Minimally-adjusted rate ratios for records of long COVID and COVID-19 hospitalisation. Rate ratios are estimated from negative binomial regression models adjusted for age, sex, 9 NHS regions of England, and the dominant variant circulating
There is a lag between vaccination and protection from infection, and a further lag until a diagnosis or referral for long COVID can be made. In our main analysis we assumed that this gap is 14 weeks in total. In a sensitivity analysis we expanded this time gap to 18 or 26 weeks. The findings from these results were consistent with our main findings of reduced rates of long COVID with increasing vaccine doses, and a lower rate ratio for those receiving mRNA than non-mRNA vaccines as a first dose (Figure S7). We also repeated the analysis stratified by three broad categorisations of the dominant circulating variant of SARS-COV-2 (wild/alpha, delta, omicron). We found that the rate ratios for the effect of vaccination were lowest for long COVID recording during the wild/alpha and delta period and higher during omicron, but were consistently lowest in those with 3+ vaccine doses (Figure S8).
In a secondary cohort we continued to follow people after their long COVID record. In this exploratory analysis across we found that the percentage of unvaccinated people was greater in those with a previous long COVID record compared to those without, and this difference was largest in the youngest (18–29) and oldest (70+) age groups (Figure S9).

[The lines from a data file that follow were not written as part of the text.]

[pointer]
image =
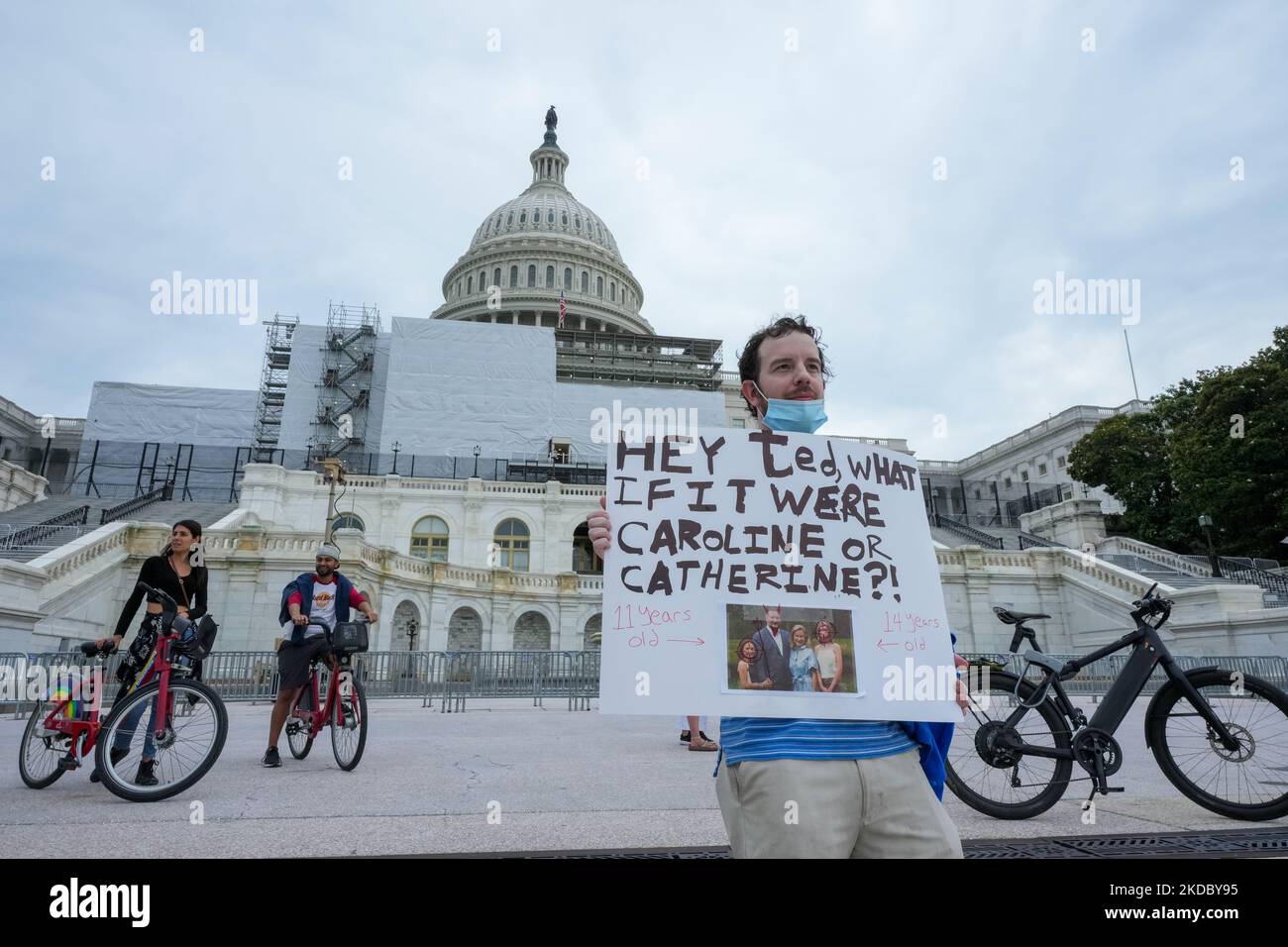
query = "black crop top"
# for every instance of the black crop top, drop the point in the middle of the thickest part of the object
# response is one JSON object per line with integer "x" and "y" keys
{"x": 159, "y": 574}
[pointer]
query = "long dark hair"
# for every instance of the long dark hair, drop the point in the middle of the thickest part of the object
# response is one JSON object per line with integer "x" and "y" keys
{"x": 191, "y": 526}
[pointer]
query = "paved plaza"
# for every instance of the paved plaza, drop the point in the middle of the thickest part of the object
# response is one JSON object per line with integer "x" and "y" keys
{"x": 500, "y": 777}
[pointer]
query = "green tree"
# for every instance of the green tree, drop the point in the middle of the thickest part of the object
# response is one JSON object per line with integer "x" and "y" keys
{"x": 1214, "y": 445}
{"x": 1127, "y": 457}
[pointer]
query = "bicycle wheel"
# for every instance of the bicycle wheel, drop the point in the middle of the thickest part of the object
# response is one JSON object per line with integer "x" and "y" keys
{"x": 349, "y": 735}
{"x": 990, "y": 777}
{"x": 299, "y": 733}
{"x": 1245, "y": 784}
{"x": 188, "y": 746}
{"x": 40, "y": 749}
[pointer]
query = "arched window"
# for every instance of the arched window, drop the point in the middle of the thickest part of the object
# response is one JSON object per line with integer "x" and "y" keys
{"x": 429, "y": 539}
{"x": 584, "y": 558}
{"x": 513, "y": 544}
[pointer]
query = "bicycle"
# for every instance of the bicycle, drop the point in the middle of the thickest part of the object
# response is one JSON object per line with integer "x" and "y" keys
{"x": 183, "y": 737}
{"x": 63, "y": 725}
{"x": 346, "y": 707}
{"x": 1202, "y": 716}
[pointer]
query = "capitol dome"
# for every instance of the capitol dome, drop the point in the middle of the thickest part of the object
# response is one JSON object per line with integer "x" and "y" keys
{"x": 533, "y": 248}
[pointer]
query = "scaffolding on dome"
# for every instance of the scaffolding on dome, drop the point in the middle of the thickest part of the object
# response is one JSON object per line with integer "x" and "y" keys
{"x": 344, "y": 397}
{"x": 638, "y": 360}
{"x": 271, "y": 385}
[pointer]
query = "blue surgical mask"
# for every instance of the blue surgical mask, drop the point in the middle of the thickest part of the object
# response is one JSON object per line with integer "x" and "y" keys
{"x": 800, "y": 416}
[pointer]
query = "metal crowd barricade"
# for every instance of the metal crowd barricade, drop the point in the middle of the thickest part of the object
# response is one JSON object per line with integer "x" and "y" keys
{"x": 394, "y": 673}
{"x": 455, "y": 677}
{"x": 241, "y": 676}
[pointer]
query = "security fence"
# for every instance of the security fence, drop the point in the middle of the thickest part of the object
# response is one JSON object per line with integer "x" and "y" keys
{"x": 449, "y": 680}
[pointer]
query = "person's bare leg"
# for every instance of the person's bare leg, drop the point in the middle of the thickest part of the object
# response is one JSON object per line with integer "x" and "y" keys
{"x": 281, "y": 709}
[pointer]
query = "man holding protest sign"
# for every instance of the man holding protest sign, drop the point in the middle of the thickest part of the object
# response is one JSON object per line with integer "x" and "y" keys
{"x": 815, "y": 788}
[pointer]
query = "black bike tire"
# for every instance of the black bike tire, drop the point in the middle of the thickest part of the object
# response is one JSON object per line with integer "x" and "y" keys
{"x": 1155, "y": 731}
{"x": 362, "y": 728}
{"x": 143, "y": 693}
{"x": 37, "y": 716}
{"x": 1063, "y": 767}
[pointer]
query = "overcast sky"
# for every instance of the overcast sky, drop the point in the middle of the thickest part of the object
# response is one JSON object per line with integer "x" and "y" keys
{"x": 912, "y": 169}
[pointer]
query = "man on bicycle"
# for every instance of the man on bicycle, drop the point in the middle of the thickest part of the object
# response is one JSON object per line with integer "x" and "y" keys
{"x": 323, "y": 594}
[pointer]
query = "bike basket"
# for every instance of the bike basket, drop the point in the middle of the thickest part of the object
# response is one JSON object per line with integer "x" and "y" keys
{"x": 349, "y": 637}
{"x": 198, "y": 638}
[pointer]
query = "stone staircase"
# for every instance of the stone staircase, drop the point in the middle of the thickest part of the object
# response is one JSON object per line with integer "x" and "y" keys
{"x": 16, "y": 548}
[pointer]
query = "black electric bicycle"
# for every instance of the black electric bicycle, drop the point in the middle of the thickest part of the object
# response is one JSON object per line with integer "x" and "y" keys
{"x": 1219, "y": 736}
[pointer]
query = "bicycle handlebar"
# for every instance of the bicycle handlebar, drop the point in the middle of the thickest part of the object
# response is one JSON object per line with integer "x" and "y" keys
{"x": 327, "y": 629}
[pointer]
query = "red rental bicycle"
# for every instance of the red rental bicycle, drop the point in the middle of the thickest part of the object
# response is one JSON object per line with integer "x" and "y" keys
{"x": 183, "y": 735}
{"x": 346, "y": 707}
{"x": 63, "y": 727}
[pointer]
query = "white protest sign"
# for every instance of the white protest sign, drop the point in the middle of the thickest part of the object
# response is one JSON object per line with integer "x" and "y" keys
{"x": 765, "y": 574}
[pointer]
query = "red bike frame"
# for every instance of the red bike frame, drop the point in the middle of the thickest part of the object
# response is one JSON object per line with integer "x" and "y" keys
{"x": 317, "y": 716}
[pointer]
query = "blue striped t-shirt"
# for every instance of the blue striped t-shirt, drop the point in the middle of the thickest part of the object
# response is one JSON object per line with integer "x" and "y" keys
{"x": 789, "y": 738}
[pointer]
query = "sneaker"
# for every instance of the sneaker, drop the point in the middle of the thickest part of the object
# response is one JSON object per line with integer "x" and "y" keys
{"x": 117, "y": 754}
{"x": 145, "y": 777}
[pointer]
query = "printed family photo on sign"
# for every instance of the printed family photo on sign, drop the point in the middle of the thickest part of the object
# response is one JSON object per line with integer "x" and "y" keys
{"x": 778, "y": 650}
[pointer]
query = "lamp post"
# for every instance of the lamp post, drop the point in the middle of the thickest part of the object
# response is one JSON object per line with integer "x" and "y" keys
{"x": 1206, "y": 522}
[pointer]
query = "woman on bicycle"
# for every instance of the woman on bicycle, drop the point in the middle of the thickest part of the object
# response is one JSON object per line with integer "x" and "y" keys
{"x": 174, "y": 574}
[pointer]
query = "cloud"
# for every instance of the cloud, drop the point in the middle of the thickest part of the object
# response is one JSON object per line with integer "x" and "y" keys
{"x": 768, "y": 167}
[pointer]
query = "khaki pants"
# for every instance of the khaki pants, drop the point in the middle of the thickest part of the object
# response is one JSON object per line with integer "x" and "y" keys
{"x": 874, "y": 808}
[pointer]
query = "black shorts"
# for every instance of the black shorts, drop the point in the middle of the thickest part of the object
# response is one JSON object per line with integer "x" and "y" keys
{"x": 292, "y": 661}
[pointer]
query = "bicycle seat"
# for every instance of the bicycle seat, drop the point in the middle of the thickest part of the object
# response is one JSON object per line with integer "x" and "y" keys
{"x": 1037, "y": 657}
{"x": 1016, "y": 617}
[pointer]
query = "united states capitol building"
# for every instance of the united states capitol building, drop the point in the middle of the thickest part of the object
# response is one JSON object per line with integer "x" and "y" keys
{"x": 471, "y": 460}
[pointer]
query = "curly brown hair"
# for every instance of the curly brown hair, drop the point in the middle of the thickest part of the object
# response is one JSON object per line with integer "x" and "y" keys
{"x": 748, "y": 360}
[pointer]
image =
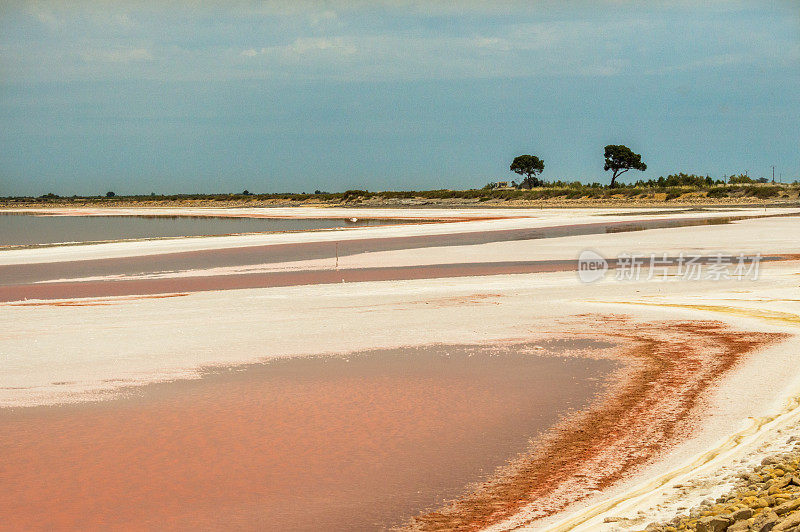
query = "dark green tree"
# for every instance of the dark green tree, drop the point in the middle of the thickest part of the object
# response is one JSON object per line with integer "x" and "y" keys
{"x": 620, "y": 159}
{"x": 529, "y": 166}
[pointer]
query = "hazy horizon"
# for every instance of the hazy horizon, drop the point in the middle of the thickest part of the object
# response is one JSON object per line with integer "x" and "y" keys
{"x": 277, "y": 97}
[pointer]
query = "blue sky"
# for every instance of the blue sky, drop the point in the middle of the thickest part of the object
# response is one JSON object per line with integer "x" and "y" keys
{"x": 203, "y": 96}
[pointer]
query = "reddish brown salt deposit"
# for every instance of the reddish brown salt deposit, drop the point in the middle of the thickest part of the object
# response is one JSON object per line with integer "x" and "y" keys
{"x": 298, "y": 444}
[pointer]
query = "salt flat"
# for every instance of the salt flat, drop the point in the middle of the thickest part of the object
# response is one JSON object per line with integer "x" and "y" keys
{"x": 75, "y": 350}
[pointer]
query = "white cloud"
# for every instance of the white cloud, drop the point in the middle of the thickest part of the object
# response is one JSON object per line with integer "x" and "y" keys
{"x": 305, "y": 47}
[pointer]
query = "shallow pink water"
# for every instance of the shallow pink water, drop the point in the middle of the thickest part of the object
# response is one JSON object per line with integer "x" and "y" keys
{"x": 353, "y": 443}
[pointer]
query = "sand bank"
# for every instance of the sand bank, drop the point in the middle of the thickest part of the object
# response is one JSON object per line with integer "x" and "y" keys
{"x": 72, "y": 350}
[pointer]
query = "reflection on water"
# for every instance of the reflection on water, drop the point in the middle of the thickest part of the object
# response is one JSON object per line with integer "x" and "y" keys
{"x": 361, "y": 442}
{"x": 24, "y": 229}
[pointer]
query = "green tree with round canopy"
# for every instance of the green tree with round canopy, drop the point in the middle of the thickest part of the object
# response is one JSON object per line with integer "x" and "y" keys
{"x": 529, "y": 166}
{"x": 620, "y": 159}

Differences in long COVID EHR recording routes and relation to SARS-CoV-2 testing
Finally, we investigated the pathways to a long COVID record. We examined the linked SARS-CoV-2 tests and COVID-19 hospitalisation data to calculate the proportion of the 55,465 people with a long COVID record that had previously recorded a positive SARS-CoV-2 test, and been hospitalised with COVID-19. We found that the majority of people with a long COVID record (59%) did not have a recorded positive test result ≥12 weeks before the long COVID record, and a small minority (6.5%) were hospitalised with COVID-19 (Figure 5). There were systematic differences between those with and without a positive test amongst all participants with a long COVID record: those with a previous positive test result were more likely to be female, older, from a more deprived IMD quintile, vaccinated, and to have not been hospitalised with COVID-19 (Table S3).
Sankey diagram of the transition from the presence of a SARS-COV-2 test to a COVID-19 hospitalisation to a long COVID record in primary care for 55,465 participants with a long COVID record
Discussion
We analysed the health records of over 19 million adults in England and found very low rates of GP recorded long COVID diagnoses and referrals for long COVID care. We found that referral codes were increasingly common across 2021, but the rate of newly coded patients steadily declined over the year 2022. We found that the choice of long COVID codes used in EHR research to define a long COVID phenotype will have a notable impact on the number of outcomes and temporal dynamics. We do not know if referral or diagnosis codes indicate any difference in severity of symptoms, but there are demographic differences in who received each type of code. Therefore, future studies defining long COVID in these ways should be aware of the different populations represented by each type of code. We also described wide regional variation in long COVID coding and an increase in long COVID referrals in less deprived areas, which may be indicative of greater access to care in these areas (46).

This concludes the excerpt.